Au xviiie siècle, le clergé possédait « un cinquième des biens du royaume[1] ». Voici quelques chiffres. Les estimations faites par les moines eux-mêmes se montent à plus d’un million de livres pour les 399 Prémontrés, à près de deux millions pour les 299 Bénédictins de Cluny, à huit pour les 1 672 Bénédictins de Saint-Maur ; et l’on sait que ces estimations, beaucoup trop modestes, doivent être triplées pour la plupart ou même quadruplées. Quant aux prélats, ils ont, outre leurs revenus épiscopaux, ceux de leurs abbayes : 30 000 livres à Séez, 36 000 à Sisteron, 40 000 à Rennes, 50 000 à Autun, 60 000 à Strasbourg, 82 000 à Sens, 106 000 à Toulouse, 130 000 à Rouen. Et quel emploi font-ils de tout cet argent ? Le soulagement des pauvres est le moindre de leurs soucis. Ils bâtissent, ils chassent, ils tiennent table ouverte ; ils ont leur batterie de cuisine en argent massif et tendent leurs confessionnaux de satin.

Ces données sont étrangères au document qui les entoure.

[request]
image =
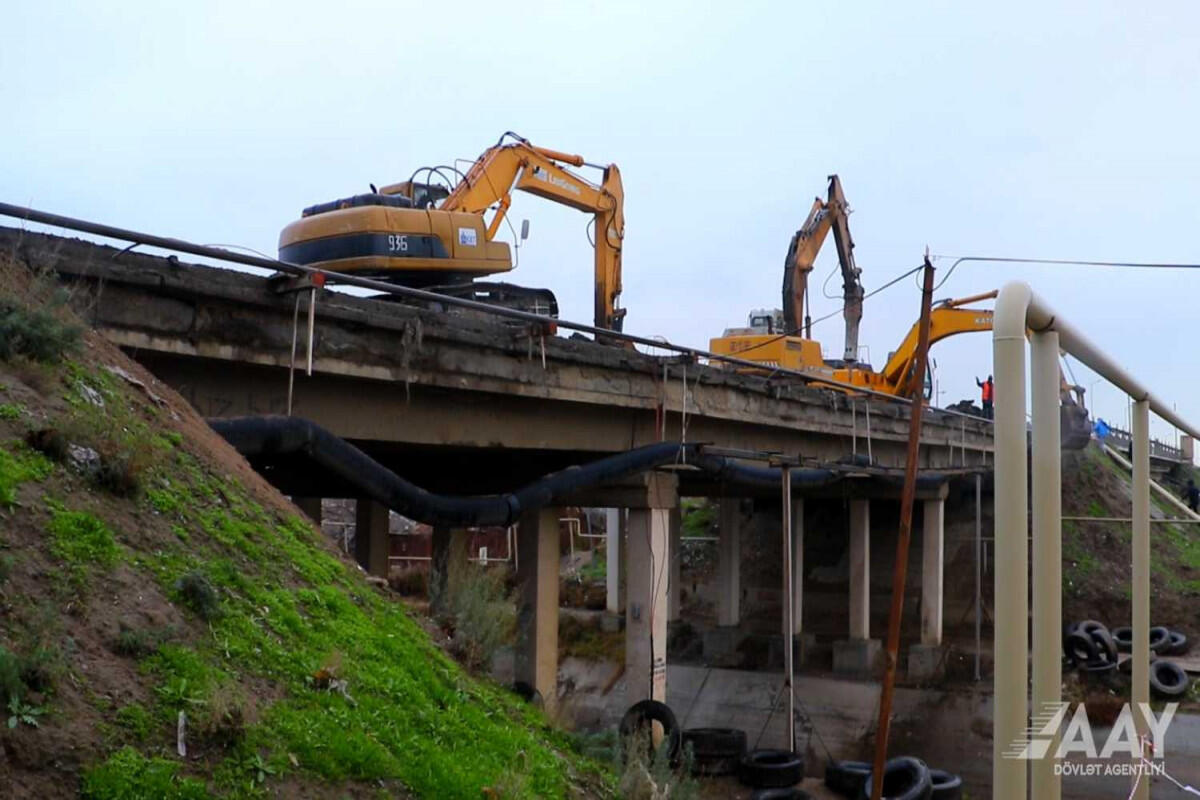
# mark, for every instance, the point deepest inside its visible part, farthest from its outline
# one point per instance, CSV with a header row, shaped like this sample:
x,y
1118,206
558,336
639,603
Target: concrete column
x,y
729,564
859,654
646,607
933,545
797,565
311,509
859,569
675,582
615,553
371,543
648,567
1139,690
537,650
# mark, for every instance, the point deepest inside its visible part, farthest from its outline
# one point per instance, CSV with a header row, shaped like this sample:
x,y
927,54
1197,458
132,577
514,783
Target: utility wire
x,y
1140,265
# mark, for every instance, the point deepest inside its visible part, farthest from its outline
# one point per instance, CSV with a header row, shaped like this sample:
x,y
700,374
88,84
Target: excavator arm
x,y
825,216
519,164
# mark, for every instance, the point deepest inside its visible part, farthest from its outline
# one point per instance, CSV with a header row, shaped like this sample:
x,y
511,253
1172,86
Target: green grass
x,y
82,541
19,464
129,775
293,614
136,720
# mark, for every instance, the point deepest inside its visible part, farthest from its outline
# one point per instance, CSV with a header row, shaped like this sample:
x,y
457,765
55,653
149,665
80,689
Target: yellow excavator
x,y
432,233
899,376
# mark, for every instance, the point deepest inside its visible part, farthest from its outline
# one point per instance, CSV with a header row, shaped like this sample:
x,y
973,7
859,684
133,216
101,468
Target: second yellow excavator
x,y
433,234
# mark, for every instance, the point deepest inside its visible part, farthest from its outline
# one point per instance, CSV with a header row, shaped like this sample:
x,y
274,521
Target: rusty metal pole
x,y
905,536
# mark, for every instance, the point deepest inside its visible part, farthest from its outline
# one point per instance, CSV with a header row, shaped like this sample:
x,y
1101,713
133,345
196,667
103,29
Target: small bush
x,y
138,643
225,719
36,334
484,617
120,473
198,594
129,774
411,583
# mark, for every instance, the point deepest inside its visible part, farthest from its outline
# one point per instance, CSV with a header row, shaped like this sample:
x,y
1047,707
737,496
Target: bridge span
x,y
465,403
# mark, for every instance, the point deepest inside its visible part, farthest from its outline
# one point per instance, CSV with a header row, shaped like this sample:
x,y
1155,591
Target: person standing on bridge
x,y
1192,494
988,391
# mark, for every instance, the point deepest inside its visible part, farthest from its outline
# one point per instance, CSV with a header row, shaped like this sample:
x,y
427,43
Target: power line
x,y
1069,262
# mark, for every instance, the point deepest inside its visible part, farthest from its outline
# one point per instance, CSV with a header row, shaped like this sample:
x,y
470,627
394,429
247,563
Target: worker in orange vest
x,y
988,390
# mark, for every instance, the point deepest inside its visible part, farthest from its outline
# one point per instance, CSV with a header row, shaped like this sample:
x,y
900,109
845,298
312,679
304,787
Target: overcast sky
x,y
1045,130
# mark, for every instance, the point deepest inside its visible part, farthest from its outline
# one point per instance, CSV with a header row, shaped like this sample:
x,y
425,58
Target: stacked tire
x,y
904,779
714,751
1163,641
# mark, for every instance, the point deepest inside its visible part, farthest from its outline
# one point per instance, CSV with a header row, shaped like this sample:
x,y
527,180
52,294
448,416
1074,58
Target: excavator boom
x,y
401,233
537,170
831,214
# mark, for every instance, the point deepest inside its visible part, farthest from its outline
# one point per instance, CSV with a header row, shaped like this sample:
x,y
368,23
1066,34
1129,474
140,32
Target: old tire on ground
x,y
1127,665
1080,647
947,786
904,779
1104,644
715,751
846,777
1168,679
771,769
780,794
640,716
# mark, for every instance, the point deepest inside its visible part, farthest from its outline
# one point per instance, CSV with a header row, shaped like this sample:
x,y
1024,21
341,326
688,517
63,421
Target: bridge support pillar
x,y
537,651
729,564
371,543
311,509
931,572
858,654
449,551
615,559
797,566
646,605
675,547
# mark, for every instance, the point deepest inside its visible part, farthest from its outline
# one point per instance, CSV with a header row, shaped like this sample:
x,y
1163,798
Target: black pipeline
x,y
269,435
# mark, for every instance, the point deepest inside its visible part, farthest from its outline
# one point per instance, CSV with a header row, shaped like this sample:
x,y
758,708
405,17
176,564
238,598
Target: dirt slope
x,y
147,572
1097,554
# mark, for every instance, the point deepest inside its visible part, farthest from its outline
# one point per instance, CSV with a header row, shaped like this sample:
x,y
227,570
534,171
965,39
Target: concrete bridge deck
x,y
463,403
480,402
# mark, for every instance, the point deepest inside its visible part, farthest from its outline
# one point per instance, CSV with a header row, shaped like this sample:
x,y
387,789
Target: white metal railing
x,y
1019,310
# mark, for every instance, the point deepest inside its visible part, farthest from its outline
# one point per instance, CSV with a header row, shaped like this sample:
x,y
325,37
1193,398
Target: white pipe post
x,y
789,631
1047,783
1011,713
1140,690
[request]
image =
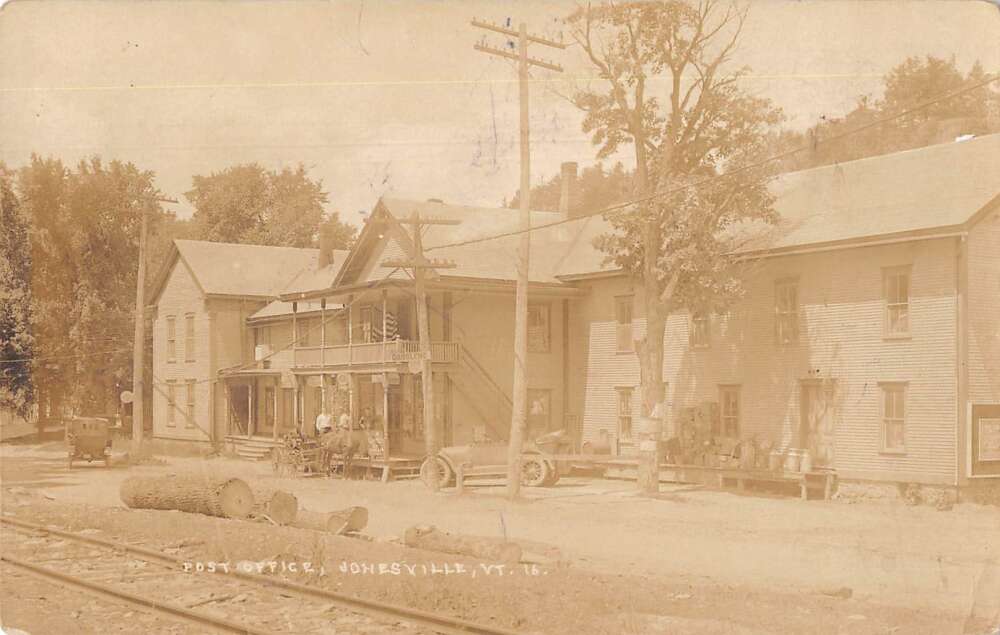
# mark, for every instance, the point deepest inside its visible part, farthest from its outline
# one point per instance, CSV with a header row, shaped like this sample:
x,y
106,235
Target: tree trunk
x,y
492,549
338,522
219,496
278,505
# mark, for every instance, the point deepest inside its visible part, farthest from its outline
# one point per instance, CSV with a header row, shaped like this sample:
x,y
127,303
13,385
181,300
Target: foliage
x,y
250,204
84,237
16,342
913,82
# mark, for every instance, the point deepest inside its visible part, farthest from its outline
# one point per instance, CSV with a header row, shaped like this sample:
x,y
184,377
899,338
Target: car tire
x,y
534,471
444,471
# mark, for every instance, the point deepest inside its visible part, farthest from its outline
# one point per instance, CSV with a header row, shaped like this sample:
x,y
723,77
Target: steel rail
x,y
156,605
440,623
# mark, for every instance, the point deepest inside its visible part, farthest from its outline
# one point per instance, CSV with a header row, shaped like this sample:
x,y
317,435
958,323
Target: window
x,y
893,417
171,338
190,403
896,293
189,337
729,396
538,328
701,330
308,333
539,412
171,403
262,336
623,320
624,413
786,311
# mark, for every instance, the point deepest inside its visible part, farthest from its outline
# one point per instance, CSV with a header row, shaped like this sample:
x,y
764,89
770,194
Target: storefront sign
x,y
989,439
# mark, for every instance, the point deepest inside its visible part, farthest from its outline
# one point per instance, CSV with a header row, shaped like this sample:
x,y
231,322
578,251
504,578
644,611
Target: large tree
x,y
84,234
669,91
250,204
16,345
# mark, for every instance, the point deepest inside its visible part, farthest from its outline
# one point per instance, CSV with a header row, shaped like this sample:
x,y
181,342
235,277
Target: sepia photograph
x,y
527,317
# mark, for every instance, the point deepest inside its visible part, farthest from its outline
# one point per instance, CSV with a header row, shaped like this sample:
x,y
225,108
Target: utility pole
x,y
139,345
520,397
420,264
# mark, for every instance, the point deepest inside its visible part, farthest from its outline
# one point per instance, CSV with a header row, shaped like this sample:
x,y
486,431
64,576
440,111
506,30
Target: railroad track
x,y
233,602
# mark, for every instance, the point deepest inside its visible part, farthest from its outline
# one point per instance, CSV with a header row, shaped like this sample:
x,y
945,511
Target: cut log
x,y
340,522
493,549
213,496
278,505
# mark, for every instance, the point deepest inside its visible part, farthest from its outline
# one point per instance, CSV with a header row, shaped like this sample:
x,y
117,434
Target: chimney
x,y
325,245
567,195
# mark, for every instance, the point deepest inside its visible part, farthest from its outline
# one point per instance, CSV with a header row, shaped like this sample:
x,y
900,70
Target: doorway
x,y
817,420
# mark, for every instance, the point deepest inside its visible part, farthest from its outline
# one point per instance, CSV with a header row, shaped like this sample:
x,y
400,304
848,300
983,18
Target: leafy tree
x,y
914,82
674,246
84,237
16,344
250,204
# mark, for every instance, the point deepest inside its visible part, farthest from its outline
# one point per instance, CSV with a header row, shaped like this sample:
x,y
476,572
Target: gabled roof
x,y
905,193
235,269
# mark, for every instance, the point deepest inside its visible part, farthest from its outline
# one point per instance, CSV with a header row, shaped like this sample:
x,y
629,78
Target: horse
x,y
347,444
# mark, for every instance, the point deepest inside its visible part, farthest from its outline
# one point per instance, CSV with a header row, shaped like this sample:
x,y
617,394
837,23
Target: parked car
x,y
537,467
88,438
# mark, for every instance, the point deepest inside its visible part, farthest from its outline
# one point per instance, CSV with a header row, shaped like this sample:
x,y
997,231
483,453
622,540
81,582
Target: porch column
x,y
250,417
385,413
350,332
322,354
278,394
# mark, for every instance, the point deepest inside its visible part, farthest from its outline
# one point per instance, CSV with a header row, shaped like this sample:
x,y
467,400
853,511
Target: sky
x,y
378,97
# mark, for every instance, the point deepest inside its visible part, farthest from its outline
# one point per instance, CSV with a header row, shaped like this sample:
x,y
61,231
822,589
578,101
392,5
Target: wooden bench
x,y
822,481
467,470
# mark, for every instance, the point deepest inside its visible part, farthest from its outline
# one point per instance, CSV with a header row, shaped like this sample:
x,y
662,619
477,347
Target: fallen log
x,y
213,496
339,522
432,539
279,506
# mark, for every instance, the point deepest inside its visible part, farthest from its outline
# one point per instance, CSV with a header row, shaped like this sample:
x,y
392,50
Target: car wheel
x,y
534,471
443,470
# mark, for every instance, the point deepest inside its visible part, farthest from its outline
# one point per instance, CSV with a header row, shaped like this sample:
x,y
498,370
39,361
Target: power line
x,y
710,179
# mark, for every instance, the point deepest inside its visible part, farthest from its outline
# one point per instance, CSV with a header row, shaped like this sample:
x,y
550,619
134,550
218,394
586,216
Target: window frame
x,y
546,310
189,343
171,403
189,403
625,301
171,339
885,388
724,390
694,341
786,315
888,274
625,411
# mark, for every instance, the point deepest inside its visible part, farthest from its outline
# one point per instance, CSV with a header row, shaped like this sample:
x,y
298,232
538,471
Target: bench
x,y
467,470
822,481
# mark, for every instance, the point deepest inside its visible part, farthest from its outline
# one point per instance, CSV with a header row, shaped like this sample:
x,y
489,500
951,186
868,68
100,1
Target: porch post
x,y
322,354
250,417
350,332
278,393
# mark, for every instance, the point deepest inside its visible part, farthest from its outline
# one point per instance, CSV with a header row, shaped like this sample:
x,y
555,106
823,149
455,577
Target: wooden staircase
x,y
251,448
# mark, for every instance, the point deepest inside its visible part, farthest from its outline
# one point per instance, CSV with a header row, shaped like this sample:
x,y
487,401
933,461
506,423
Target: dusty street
x,y
697,559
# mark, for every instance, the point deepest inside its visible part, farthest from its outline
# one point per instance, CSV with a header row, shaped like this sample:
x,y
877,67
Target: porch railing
x,y
394,351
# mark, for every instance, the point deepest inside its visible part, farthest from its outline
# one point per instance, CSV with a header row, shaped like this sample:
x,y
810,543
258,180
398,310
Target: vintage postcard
x,y
539,317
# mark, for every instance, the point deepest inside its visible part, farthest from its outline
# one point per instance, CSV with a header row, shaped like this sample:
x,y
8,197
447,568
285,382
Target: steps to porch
x,y
251,448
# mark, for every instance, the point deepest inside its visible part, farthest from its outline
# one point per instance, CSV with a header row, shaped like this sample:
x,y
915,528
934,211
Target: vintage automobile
x,y
538,468
88,438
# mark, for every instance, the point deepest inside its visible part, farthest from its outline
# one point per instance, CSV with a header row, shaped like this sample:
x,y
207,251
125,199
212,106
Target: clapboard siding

On peut se figurer par là même quelles sont les mœurs du haut clergé. Dom Collignon, représentant de l’abbaye de Metlach, seigneur et curé de Valmunster, évite du moins le scandale, et ne dîne avec ses deux maîtresses qu’en petit comité. Mais l’évêque du Mans, Grimaldi, fait de sa maison de campagne « un rendez-vous de jolies dames », et l’avocat Barbier nous dit que La Fare, évêque de Laon, eût été un mauvais sujet parmi les mousquetaires. Faut-il en nommer d’autres plus connus ? Lavergne de Tressan, habituel compagnon des roués, qui occupa le siège archiépiscopal de Rouen ; Tencin, archevêque d’Em-

  1. Avertissement des éditeurs de Kehl à la Voix du Sage et du Peuple, XXXIX, 340.